O Sistema Único de Saúde (SUS) fez um avanço importante ao realizar a terceira infusão do medicamento zolgensma, que trata a Atrofia Muscular Espinhal (AME), em um bebê de menos de 6 meses em São Paulo. Essa é a primeira vez que o medicamento é aplicado no estado e a terceira no Brasil. As duas primeiras infusões ocorreram em Brasília e Recife. O tratamento é feito por meio de um acordo que condiciona o pagamento ao sucesso do procedimento, e o zolgensma é a primeira terapia gênica disponível na saúde pública do país. O tratamento é feito em dose única e pode ajudar as crianças a desenvolver habilidades motoras essenciais. O SUS já oferece outras opções de tratamento para AME, mas quem recebe o zolgensma não precisa de outros medicamentos.
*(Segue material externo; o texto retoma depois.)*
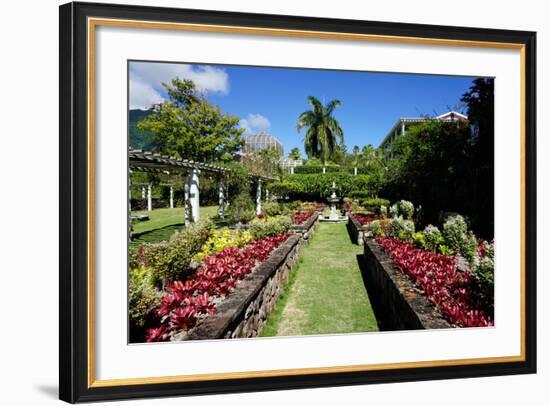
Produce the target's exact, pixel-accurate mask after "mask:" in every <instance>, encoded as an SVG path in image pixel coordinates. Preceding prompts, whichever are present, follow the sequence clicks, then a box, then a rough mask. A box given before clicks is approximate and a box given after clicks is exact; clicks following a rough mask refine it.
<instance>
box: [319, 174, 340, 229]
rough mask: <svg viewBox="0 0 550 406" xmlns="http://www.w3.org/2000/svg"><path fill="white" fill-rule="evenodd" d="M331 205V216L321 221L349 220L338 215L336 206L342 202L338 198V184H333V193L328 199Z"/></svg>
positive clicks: (321, 220) (330, 213)
mask: <svg viewBox="0 0 550 406" xmlns="http://www.w3.org/2000/svg"><path fill="white" fill-rule="evenodd" d="M327 201H328V202H329V203H330V215H329V216H328V217H326V216H325V217H323V218H322V219H320V220H321V221H345V220H347V217H346V216H340V215H339V214H338V212H339V210H337V209H336V205H337V204H338V203H339V202H340V198H339V197H338V196H336V183H335V182H332V193H331V195H330V197H329V198H328V199H327Z"/></svg>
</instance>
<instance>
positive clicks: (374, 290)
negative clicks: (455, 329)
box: [364, 238, 453, 330]
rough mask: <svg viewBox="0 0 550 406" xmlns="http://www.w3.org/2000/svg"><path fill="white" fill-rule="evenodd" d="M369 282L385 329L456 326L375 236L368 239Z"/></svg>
mask: <svg viewBox="0 0 550 406" xmlns="http://www.w3.org/2000/svg"><path fill="white" fill-rule="evenodd" d="M364 246H365V247H364V250H365V251H364V252H365V261H366V267H367V269H366V275H365V276H366V282H367V284H368V286H369V296H371V301H372V302H373V306H374V309H375V312H376V313H377V318H378V321H379V327H380V329H381V330H418V329H442V328H453V326H452V324H451V323H449V322H448V321H447V320H445V319H444V317H443V315H442V314H441V313H440V312H439V311H438V310H437V308H436V307H435V306H434V305H433V304H432V303H431V302H430V301H429V300H428V299H427V298H426V297H425V296H424V295H423V294H422V292H421V291H420V290H419V289H418V288H417V287H416V286H415V285H414V283H413V282H412V281H411V280H410V278H409V277H408V276H407V275H405V274H403V273H402V272H401V271H399V269H398V268H397V266H396V265H395V263H394V261H393V260H392V259H391V258H390V257H389V256H388V255H387V254H386V253H385V252H384V251H383V249H382V247H381V246H380V245H379V244H378V243H377V242H376V241H375V240H374V239H372V238H364Z"/></svg>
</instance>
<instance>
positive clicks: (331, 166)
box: [294, 165, 369, 175]
mask: <svg viewBox="0 0 550 406" xmlns="http://www.w3.org/2000/svg"><path fill="white" fill-rule="evenodd" d="M325 172H326V173H349V174H352V175H353V174H354V173H355V170H354V167H348V166H346V167H343V166H333V165H327V166H325ZM368 172H369V170H368V168H364V167H363V168H361V167H358V168H357V174H358V175H366V174H367V173H368ZM294 173H295V174H298V175H306V174H322V173H323V166H320V165H302V166H296V167H295V168H294Z"/></svg>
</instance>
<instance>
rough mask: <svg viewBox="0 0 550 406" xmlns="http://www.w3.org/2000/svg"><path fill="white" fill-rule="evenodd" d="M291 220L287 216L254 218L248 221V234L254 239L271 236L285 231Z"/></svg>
mask: <svg viewBox="0 0 550 406" xmlns="http://www.w3.org/2000/svg"><path fill="white" fill-rule="evenodd" d="M291 225H292V220H291V219H290V217H288V216H277V217H271V218H267V219H256V220H254V221H252V222H251V223H250V228H249V231H250V234H251V235H252V238H253V239H254V240H261V239H263V238H266V237H273V236H276V235H279V234H282V233H286V232H287V231H288V230H289V229H290V226H291Z"/></svg>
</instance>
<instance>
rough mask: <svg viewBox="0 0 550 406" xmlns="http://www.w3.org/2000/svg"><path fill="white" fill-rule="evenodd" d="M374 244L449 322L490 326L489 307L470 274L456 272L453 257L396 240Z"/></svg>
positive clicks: (383, 238)
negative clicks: (430, 301) (416, 286)
mask: <svg viewBox="0 0 550 406" xmlns="http://www.w3.org/2000/svg"><path fill="white" fill-rule="evenodd" d="M376 241H377V242H378V243H379V244H380V245H381V246H382V248H383V249H384V251H386V252H387V253H388V254H389V255H390V257H391V258H392V259H393V260H394V262H395V264H396V265H397V266H398V268H399V269H400V270H401V271H402V272H404V273H405V274H407V275H409V276H410V277H411V278H412V280H413V281H414V282H416V283H417V284H418V285H419V286H420V287H421V288H422V290H423V291H424V294H425V295H426V297H427V298H428V299H429V300H431V301H432V302H433V303H434V304H435V305H436V306H437V307H438V308H439V309H440V310H441V312H442V313H443V314H444V315H445V317H446V318H447V319H448V320H449V321H450V322H451V323H453V324H455V325H457V326H460V327H485V326H491V325H493V316H492V314H491V313H490V310H488V309H490V306H489V305H488V303H487V301H486V300H485V299H484V298H483V297H482V296H481V295H479V293H478V291H477V289H476V285H475V283H474V282H473V280H472V277H471V275H470V274H468V273H467V272H461V271H459V270H457V267H456V259H455V258H454V257H453V256H445V255H440V254H437V253H434V252H430V251H424V250H422V249H418V248H414V247H413V246H412V244H410V243H408V242H406V241H402V240H399V239H395V238H386V237H378V238H377V239H376Z"/></svg>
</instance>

Para acessar o tratamento, as famílias devem procurar serviços especializados em doenças raras do SUS.
O Sistema Único de Saúde (SUS) realizou, nesta terça-feira (20), a terceira infusão de zolgensma, medicamento inovador para o tratamento da Atrofia Muscular Espinhal (AME). O procedimento ocorreu no Hospital da Universidade Estadual de Campinas (Unicamp) e beneficiou um bebê com menos de seis meses, sendo a primeira aplicação do medicamento em São Paulo.
As duas primeiras infusões de zolgensma foram realizadas no dia 14, em Brasília e Recife. O coordenador-geral de Doenças Raras do Ministério da Saúde, Natan Monsores de Sá, destacou que a realização do tratamento por meio do SUS demonstra um avanço significativo na oferta de terapias gênicas. O zolgensma é a primeira terapia gênica disponível na rede pública brasileira, atuando diretamente no DNA para corrigir genes defeituosos.
O neuropediatra Marcondes França Júnior, responsável pela infusão na Unicamp, ressaltou a importância do tratamento, afirmando que é um momento simbólico para as doenças neuromusculares. Ele mencionou que, anteriormente, crianças com AME não tinham perspectivas de tratamento e muitas precisavam viver em hospitais.
Acordo de Compartilhamento de Risco
A incorporação do zolgensma ao SUS foi possibilitada por um Acordo de Compartilhamento de Risco entre o Ministério da Saúde e a fabricante do medicamento. O custo de aproximadamente R$ 7 milhões por dose está condicionado ao sucesso do tratamento. O Brasil garantiu o menor preço de lista do mundo para a medicação, que é destinada a crianças com AME tipo 1 que não utilizem ventilação mecânica invasiva por mais de 16 horas diárias.
Até o momento, quinze solicitações para o tratamento já foram protocoladas no SUS. O zolgensma oferece a possibilidade de evolução nas habilidades motoras das crianças, como sustentar o tronco e sentar-se sem apoio, habilidades comprometidas pela progressão da doença. Além do zolgensma, o SUS também disponibiliza outras opções terapêuticas, como nusinersena e risdiplam, mas pacientes que recebem zolgensma não necessitam de tratamentos adicionais.
As famílias interessadas devem procurar um dos 36 serviços especializados em doenças raras do SUS. O Hospital da Unicamp é um dos 22 centros habilitados para realizar a infusão da terapia gênica, com mais nove unidades em capacitação.